Generally, women with strongly expressed views are largely passed over for the pundit panels as well. While a number of hard-right men are regularly featured on these shows - George Will, Charles Krauthammer, Robert Novak, Fred Barnes, Bill Kristol - most of the women tapped are political correspondents who primarily provide analysis from a less openly opinionated viewpoint. Taking controversial political stands, particularly progressive ones, would jeopardize these women's jobs.

Fox touts Mara Liasson, Fox News Sunday's most regular female "All-Star," as a "liberal," but the NPR correspondent is really more journalist than pundit. And New York magazine (11/17/97) cited a Fox insider as saying that Liasson assured president Roger Ailes before being hired that she was a Republican. Liasson recently (11/14/04) called Alberto Gonzales a "good choice" for attorney general, ignoring his record of loosening restrictions on torture.

When Liasson's not in the designated "liberal female" seat on Fox News Sunday, it's often filled by Ceci Connolly-another political reporter (for the Washington Post) who's no liberal advocate. In fact, when George W. Bush cracked jokes at a press dinner about his failure to find WMD, Connolly found it just as amusing as her fellow Fox panelists (3/28/04): "You know, trying to be funny at these things is so difficult, and he is quite good at it. I mean, he really is very good at self-deprecating humor. The pictures were funny. I laughed at the photos. I mean, he looks goofy, and he's got that great deadpan delivery."

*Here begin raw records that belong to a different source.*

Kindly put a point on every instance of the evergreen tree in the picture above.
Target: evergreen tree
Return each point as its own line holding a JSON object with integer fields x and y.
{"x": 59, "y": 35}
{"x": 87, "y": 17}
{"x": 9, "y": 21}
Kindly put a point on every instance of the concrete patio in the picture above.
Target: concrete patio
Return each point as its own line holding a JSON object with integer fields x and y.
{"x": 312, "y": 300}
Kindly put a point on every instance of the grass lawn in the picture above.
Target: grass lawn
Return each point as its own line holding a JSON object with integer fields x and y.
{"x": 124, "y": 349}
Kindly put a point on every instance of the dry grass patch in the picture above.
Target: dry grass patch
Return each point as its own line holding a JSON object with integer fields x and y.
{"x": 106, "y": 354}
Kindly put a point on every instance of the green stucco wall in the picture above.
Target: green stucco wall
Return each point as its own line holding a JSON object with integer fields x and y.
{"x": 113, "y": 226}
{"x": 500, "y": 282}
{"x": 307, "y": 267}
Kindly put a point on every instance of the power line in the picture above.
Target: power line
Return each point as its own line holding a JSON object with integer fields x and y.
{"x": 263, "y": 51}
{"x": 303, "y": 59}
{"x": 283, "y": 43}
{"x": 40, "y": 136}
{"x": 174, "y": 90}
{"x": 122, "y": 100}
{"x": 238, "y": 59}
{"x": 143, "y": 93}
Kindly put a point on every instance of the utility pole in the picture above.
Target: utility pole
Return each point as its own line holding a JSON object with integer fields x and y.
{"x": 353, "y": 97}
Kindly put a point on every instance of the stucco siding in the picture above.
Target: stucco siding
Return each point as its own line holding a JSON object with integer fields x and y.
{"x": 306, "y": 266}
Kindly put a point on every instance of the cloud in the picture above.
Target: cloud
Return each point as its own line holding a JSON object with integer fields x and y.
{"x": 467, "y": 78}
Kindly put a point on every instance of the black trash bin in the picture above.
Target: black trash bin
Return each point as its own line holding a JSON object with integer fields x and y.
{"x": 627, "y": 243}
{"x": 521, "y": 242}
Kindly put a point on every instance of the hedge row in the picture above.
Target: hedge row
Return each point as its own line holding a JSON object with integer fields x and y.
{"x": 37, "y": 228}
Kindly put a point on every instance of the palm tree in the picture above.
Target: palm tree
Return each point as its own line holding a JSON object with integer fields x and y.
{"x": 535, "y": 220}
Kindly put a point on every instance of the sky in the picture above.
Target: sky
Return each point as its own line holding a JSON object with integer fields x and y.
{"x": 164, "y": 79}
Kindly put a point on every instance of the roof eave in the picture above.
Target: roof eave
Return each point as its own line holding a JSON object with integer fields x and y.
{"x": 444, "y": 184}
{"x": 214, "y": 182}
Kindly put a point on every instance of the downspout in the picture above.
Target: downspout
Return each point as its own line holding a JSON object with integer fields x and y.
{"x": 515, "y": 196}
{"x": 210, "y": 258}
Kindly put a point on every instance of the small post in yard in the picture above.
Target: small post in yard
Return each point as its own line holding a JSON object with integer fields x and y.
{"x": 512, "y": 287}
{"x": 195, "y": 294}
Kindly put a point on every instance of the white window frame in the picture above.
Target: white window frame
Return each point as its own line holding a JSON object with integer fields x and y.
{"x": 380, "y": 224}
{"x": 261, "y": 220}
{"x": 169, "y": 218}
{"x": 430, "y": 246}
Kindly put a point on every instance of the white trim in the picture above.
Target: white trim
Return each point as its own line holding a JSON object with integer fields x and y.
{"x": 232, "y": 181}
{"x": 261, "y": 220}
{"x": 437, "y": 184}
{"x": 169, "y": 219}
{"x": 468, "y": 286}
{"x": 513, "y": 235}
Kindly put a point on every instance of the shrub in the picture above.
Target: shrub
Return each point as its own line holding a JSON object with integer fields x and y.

Of those women who do take more opinionated positions, true liberals are virtually absent. During the six months studied, only one progressive woman made an appearance on a Sunday panel: Katrina Vanden Heuvel of The Nation. New York Times columnist Maureen Dowd, a recent convert to mild liberalism whose formerly frequent barbs against the left are now all directed at the Bush administration, appeared five times. Conservative columnist Kathleen Parker appeared four times, while fellow conservatives Mary Matalin and Kate O'Beirne made two appearances each. Centrists were particularly popular: Cokie Roberts is a regular panelist on This Week with seven appearances, and Gloria Borger of US News & World Report appeared eight times on the Chris Matthews Show.

The complete study, which includes analysis of newspapers and news magazines, will appear in the May/June 2005 issue of FAIR's magazine Extra!.